The Eclectic Teacher
by Ginny HooverBenchmarks, Assessments, Rubrics, and Instruction
Click the image for a larger view.
My next in-service concerns curriculum, and as I prepared for this presentation I figured there just might be some information here that would be helpful to fellow Teachers.Net Gazette readers.
Instruction, assessments, and rubrics must align with standards.
Teach to mastery---even if for an introductory skill or knowledge.
Assessment must assess knowledge defined by the benchmark---to the correct level defined by the verb.
Rubric must align with both the assessment and the benchmark.
Logical organizational tool for tracking results? Portfolio
Combine and Conquer---We have often heard the saying, "divide and conquer" but I say with curriculum the right point of view is to "combine and conquer."
Look for benchmarks that belong together naturally---must not be a forced connection. Be selective.
Look for benchmarks in other subjects that align, again naturally.
Don't get too many benchmarks in one assessment (too many?---think of difficulty and grade level).
Consider writing the rubric as a matrix and then individual scores per benchmarks could be recorded.
Preparation for Teaching
Once benchmarks have been clustered into like topics, create a teaching unit.
Doesn't have to be original material, but it doesn't have to be tied to a text. Pick and choose your resources.
Be willing to let go of "fun units" you have taught in the past if they do not align with the standards. If you want fun units, create units that are standards focused. Don't try to "jam" benchmarks into a unit already prepared when there isn't a natural alignment.
Consider learning styles and multiple intelligences when developing the unit. Once the knowledge is acquired then assess. Remember, there are many paths from point A to B…it doesn't have to be a straight line.

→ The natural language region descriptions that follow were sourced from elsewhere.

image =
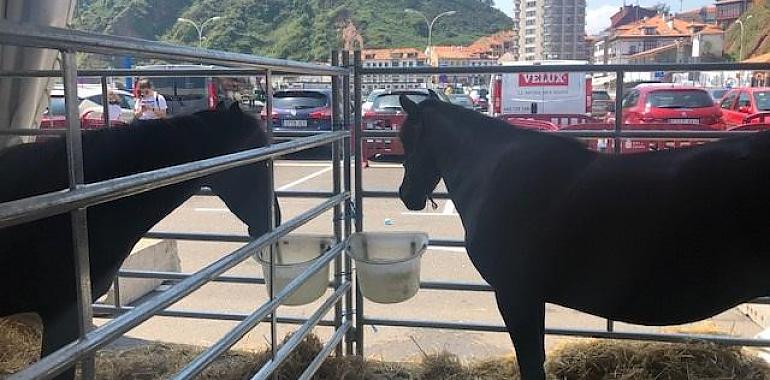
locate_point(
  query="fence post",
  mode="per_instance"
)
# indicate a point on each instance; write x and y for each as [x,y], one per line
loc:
[78,217]
[359,331]
[336,189]
[346,145]
[271,209]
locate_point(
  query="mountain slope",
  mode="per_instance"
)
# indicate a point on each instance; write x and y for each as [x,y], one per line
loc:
[756,30]
[295,29]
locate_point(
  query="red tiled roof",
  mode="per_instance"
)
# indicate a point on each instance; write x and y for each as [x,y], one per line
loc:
[661,27]
[762,58]
[386,54]
[458,52]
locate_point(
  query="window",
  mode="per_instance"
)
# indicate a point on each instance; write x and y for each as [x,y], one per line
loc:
[631,99]
[744,100]
[729,101]
[762,98]
[679,99]
[649,45]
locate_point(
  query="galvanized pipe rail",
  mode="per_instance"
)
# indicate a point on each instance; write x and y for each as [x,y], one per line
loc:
[23,34]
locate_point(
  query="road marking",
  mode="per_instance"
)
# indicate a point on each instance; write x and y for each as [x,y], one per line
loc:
[303,164]
[208,209]
[449,210]
[304,179]
[449,207]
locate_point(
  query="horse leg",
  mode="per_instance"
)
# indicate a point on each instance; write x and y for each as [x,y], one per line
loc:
[525,319]
[59,329]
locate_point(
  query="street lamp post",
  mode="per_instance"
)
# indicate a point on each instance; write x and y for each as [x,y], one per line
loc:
[430,23]
[740,50]
[199,28]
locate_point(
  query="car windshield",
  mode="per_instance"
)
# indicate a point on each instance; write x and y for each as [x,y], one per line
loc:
[299,99]
[391,102]
[679,99]
[56,106]
[762,98]
[718,94]
[462,100]
[168,85]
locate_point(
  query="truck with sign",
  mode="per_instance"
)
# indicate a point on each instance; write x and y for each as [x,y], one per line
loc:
[541,92]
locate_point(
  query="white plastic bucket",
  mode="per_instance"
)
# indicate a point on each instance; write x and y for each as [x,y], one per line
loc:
[388,264]
[293,254]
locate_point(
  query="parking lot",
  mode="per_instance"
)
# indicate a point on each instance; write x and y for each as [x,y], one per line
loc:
[208,214]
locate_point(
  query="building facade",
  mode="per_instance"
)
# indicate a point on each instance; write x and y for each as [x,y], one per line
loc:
[550,29]
[662,39]
[730,10]
[401,57]
[449,56]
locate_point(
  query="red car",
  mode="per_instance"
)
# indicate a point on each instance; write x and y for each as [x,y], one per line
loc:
[670,104]
[383,112]
[741,105]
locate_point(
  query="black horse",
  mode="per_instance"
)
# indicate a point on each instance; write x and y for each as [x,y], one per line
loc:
[36,259]
[656,238]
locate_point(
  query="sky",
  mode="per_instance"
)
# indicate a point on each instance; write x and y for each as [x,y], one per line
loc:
[598,12]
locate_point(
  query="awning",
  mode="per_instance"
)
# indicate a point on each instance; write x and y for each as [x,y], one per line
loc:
[23,100]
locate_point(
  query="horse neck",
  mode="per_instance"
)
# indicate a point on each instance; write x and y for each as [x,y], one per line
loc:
[462,154]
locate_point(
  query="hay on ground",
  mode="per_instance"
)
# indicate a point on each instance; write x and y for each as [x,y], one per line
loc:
[579,359]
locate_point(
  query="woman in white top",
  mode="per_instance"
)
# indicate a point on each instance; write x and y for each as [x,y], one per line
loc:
[150,104]
[113,105]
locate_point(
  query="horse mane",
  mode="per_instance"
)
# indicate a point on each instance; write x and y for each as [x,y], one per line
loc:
[37,168]
[463,116]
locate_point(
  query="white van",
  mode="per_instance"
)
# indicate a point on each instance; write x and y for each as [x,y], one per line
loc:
[541,92]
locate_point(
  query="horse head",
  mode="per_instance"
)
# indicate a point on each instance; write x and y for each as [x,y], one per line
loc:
[243,189]
[421,175]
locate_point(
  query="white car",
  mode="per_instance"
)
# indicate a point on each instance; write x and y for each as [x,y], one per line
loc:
[90,103]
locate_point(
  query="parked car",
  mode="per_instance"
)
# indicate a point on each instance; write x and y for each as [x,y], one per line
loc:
[717,93]
[301,110]
[90,108]
[670,104]
[741,103]
[462,100]
[384,112]
[480,96]
[601,103]
[188,94]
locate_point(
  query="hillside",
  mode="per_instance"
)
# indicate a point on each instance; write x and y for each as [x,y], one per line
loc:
[756,38]
[295,29]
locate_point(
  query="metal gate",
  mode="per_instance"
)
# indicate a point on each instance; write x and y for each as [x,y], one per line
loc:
[80,196]
[618,134]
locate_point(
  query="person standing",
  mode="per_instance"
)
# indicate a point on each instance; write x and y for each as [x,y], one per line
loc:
[150,104]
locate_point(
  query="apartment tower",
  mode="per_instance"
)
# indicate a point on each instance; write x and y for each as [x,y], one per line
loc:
[550,29]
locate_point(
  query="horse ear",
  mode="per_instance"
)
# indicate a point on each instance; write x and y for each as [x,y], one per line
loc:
[408,105]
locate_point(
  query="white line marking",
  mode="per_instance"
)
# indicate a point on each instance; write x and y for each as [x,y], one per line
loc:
[304,179]
[303,164]
[207,209]
[449,207]
[411,213]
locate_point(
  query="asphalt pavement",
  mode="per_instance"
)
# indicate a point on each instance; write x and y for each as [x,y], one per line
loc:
[209,214]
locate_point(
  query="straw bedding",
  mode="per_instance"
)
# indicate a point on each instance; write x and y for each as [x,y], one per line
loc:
[579,359]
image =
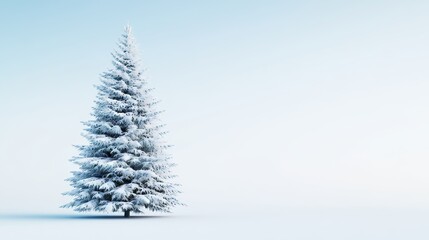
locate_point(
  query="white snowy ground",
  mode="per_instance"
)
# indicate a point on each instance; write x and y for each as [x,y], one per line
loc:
[290,224]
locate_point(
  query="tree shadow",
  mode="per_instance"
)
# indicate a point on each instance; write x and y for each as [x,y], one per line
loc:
[71,217]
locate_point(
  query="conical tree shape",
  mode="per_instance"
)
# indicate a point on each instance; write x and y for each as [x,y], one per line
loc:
[124,166]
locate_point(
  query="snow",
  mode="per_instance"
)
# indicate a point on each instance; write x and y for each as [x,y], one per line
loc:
[290,224]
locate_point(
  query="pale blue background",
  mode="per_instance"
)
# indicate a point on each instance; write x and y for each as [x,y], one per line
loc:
[271,105]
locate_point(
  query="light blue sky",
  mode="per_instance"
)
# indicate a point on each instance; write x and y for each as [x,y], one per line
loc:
[273,103]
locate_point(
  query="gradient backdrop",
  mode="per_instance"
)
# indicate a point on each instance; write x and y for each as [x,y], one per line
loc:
[270,104]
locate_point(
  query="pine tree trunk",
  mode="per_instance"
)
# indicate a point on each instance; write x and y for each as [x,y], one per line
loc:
[127,213]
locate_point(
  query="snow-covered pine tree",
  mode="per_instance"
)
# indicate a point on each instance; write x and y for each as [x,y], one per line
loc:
[124,166]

Students can be challenged to learn more, but not less than the knowledge/skills defined by the benchmark.
Teaching to Mastery
When teaching a benchmark, teach to mastery of that skill or knowledge.

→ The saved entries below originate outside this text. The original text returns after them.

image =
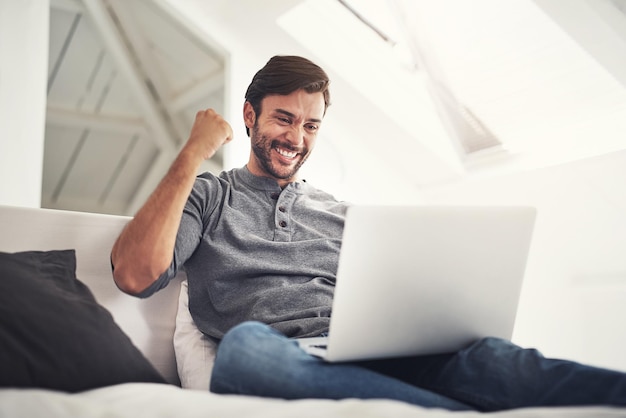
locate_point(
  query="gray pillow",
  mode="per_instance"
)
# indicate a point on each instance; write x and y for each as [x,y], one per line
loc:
[53,333]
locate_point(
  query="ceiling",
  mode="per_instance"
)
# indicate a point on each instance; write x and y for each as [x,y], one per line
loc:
[451,89]
[125,80]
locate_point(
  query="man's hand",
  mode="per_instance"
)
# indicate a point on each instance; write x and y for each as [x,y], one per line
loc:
[209,132]
[145,247]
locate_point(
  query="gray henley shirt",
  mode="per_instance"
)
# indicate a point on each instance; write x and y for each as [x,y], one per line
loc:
[254,251]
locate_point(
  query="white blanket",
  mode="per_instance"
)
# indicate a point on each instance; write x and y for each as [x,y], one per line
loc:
[152,400]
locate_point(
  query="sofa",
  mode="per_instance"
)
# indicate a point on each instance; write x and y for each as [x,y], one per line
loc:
[73,345]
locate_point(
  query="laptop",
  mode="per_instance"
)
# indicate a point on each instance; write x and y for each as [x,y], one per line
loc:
[416,280]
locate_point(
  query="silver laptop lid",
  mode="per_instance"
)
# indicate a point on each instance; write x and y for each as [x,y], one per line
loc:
[427,279]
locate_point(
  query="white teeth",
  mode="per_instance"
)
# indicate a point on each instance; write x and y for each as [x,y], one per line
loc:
[285,153]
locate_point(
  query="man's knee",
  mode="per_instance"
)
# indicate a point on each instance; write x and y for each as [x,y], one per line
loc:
[249,354]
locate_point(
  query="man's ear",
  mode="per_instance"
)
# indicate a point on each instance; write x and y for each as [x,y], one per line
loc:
[249,115]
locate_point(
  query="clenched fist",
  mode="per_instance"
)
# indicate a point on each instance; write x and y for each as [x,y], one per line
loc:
[209,132]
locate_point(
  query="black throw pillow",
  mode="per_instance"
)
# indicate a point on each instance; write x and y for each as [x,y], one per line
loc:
[53,333]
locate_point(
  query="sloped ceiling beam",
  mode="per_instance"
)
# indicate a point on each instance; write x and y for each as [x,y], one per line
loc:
[64,117]
[115,46]
[162,133]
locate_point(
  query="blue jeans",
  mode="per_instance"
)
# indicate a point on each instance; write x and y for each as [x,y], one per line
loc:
[490,375]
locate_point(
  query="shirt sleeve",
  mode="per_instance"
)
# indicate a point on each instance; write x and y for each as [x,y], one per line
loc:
[192,226]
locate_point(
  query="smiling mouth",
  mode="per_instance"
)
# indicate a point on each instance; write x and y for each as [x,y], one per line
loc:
[286,153]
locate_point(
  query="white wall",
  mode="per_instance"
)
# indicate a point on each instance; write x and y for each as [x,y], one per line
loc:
[573,301]
[23,78]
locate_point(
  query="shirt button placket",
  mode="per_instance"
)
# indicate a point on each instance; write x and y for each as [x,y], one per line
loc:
[282,215]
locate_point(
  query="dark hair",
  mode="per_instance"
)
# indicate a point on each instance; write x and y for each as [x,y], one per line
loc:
[283,75]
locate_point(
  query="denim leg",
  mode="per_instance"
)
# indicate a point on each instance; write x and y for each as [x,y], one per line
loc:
[494,374]
[253,359]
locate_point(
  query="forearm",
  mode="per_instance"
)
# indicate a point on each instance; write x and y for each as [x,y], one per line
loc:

Less than mastery leave behind a feeling of confusion and the next time the students are called upon to learn the material the one thing they are sure to recall is that they did not understand.
Students are not good resources to find out what they know---ask them if they remember doing something and they'll often not recall. But if they didn't understand, they'll remember that right away!
When designing a performance assessment, the benchmark is to be the ultimate source for making decisions.
The verb indicates the level of knowledge to be tested. It tells the action that should be used in testing (Bloom's Taxonomy).
The depth of mastery will also be defined rubric using the benchmarks as guide.
To write a rubric, look at the assessment. Think of the minimum you would accept and still say the student had sufficient mastery. That should be your 3.
A 1 should indicate that the work meets little or none of the criteria of the assessment. Consider using a 0 for no effort/no work handed in.
5 is not perfect, but shows complete mastery of the skill/knowledge (minor errors acceptable).
Check your rubric against your benchmark. Does it reflect the benchmark? Do all bullets directly relate to benchmark (no additions for assessment purposes)?
Using the matrix design, several benchmarks may be scored with the same tool.
Portfolios---may be simple
Portfolio in an accordion folder and into the files box to house assessments (one accordion folder per subject---consider color coding for different subjects).
Stickers may be used to identify the assignment.
Have a master list of work to be housed in the portfolio (can be on a card housed inside the front of the portfolio).
Can upgrade using 3 ring binder, reflection sheets, and plastic sleeves.
If your district requires performance assessments, then I hope this guide will be helpful in developing an assessment program that fits your testable benchmarks.